В тот же вечер привел работник Андрей четырех своих приятелей и девицу.
– Вот, – говорит Андрей, – вот, отложи свои работы, добрый человек: эти несчастные только что вышли из тюрьмы, их надо одеть, я куплю тебе материи. Они за Россию сидели…
Слетел с верстака Фокин:
– Да что вы ко мне все с Россией пристаете, я хочу мирного шитья, а вы с Россией!.. И материи мне твоей не надо!..
Мотнулся он в угол, схватил материю Матусевича, а дальше и жандармскую, и ксендза, и парчу панны Андроники, сплюнул так, что чуть угол не проломил, и сказал:
– На Иртыше – небось плоты ладят! Ну, становись в ряды: сейчас из этой материи шить буду.
И как примерил, так сразу забыл, чья материя.
Шьет и свистит.
Самая красивая птица в Варшаве – воробей, потому что нет там иной живой птицы.
А свистеть воробьи не умеют, в этом их портновский недостаток.
Пришли на примерку пятеро приятелей Андрея, совсем уже готово – кое-где сборки разгладить, а сборки оттого, что на грубом русском сукне попортил слегка себе руку Фокин.
В это же время входят пять заказчиков – и жандармы, и ксендз, и панна, и Матусевич. Видят свои материи на четырех здоровеннейших детинах и спрашивают:
– Это что, манекены?
Обиделся Фокин:
– Сами вы манекены, да разве на манекенах так материя лежит? Ясно, на людей шью и безо всяких там манекенов, по-павлодарски, если угодно знать.
– Тогда они на нас велики будут.
– Кто?
– Костюмы.
– Какие?
– Что на этих господах.
– То не господа, а мои заказчики.
– А как же так, что у заказчиков наша материя?
– Тут мое дело, – ответил Фокин, – я портной и могу соответствовать свой вкус на лучшие фигуры даже и во вред заказчикам. Человек есть обшитое украшение природы.
Первой обиделась панна Андроника, и обиделась не за парчу, а за свою фигуру. Случилось так, что пальцы ее очутились в волосах тюремной девицы, а пальцы девицы у нее в шее, и случилось ей закричать.
Тогда за панну Андронику вступился седоусый с розовой бородавкой жандарм: он попросту опустил свой кулак вблизи уха одного из парней. Вскоре дальнейшие разговоры перенесли в прихожую, и тут приняли участие швейные машины, швабры, легкая мебель, иголки втыкались в неподходящие места…

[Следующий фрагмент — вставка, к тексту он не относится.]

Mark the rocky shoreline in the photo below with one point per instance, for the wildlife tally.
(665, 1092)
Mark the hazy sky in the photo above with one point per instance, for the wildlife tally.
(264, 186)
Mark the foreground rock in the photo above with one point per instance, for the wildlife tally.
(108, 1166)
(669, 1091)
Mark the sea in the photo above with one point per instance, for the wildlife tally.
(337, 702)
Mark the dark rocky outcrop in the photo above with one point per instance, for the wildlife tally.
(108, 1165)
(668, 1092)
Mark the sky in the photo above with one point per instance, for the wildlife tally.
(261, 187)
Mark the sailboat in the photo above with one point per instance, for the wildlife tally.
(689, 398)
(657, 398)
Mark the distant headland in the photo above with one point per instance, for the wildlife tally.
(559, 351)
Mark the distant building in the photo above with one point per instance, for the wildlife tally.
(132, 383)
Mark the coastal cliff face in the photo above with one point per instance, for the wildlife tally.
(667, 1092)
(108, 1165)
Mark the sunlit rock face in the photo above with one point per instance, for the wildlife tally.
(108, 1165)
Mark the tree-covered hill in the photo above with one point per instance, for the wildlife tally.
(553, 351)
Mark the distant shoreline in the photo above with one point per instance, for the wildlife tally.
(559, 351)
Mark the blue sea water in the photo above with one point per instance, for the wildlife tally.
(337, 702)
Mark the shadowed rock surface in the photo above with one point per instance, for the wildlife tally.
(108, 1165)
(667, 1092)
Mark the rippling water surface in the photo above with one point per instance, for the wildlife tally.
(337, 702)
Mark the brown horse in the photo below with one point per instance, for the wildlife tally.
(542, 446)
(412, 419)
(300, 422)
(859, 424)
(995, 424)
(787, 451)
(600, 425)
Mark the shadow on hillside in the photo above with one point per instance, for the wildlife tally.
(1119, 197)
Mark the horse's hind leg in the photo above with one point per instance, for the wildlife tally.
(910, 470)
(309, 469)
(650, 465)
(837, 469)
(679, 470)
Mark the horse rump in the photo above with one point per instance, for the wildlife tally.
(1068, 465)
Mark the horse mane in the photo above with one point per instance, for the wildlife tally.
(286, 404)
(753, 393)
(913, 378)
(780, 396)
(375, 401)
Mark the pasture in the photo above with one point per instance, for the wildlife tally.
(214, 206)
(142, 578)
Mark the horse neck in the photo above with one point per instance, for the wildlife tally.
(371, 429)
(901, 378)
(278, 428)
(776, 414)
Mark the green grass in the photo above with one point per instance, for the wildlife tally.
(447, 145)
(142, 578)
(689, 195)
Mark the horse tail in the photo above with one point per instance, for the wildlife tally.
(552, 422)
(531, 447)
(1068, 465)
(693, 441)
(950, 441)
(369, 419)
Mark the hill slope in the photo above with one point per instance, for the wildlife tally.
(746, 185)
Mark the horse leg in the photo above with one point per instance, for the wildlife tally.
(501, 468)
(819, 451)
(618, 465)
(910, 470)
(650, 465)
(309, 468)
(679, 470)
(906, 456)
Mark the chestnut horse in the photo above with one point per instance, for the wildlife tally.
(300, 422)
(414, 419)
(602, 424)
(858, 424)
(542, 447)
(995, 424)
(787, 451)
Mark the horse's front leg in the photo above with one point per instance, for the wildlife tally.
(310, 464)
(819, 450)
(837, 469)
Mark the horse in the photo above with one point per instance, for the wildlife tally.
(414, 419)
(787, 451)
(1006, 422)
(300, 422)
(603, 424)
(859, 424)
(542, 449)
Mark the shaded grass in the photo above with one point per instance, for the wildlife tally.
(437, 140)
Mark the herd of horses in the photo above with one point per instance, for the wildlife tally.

Очень странно иногда передвигаются вещи!
Я видел, как прилетают птицы весной и садятся первый раз на гнездовища, скажем – у озера. Это, конечно, плохое сравнение, но сейчас шесть часов утра, и я гашу лампочку в своей комнатке в «Круге», в комнатке, которую Бабель зовет предбанником. Хорошее сизое утро в моем окне, и я говорю: «Эх, весна ведь, Иван Петрович Фокин, весна и шесть часов утра, и много на свете замечательных людей, помимо нас с тобой». Ты же отвечаешь: «Катай дальше…»
…Но у людей со шпорами были свистки, и, пока Андрей, сидя на одном из них, бил другого, – нижний свистел.
По приближающемуся топоту определили парни – надо бежать.
И по опрятным весенним улицам Варшавы, словно только что выпущенным из кондитерской, бежали опрятно одетые, даже прекрасно одетые молодые люди, женщина в парчовом платье и почему-то ксендз с окровавленной макушкой.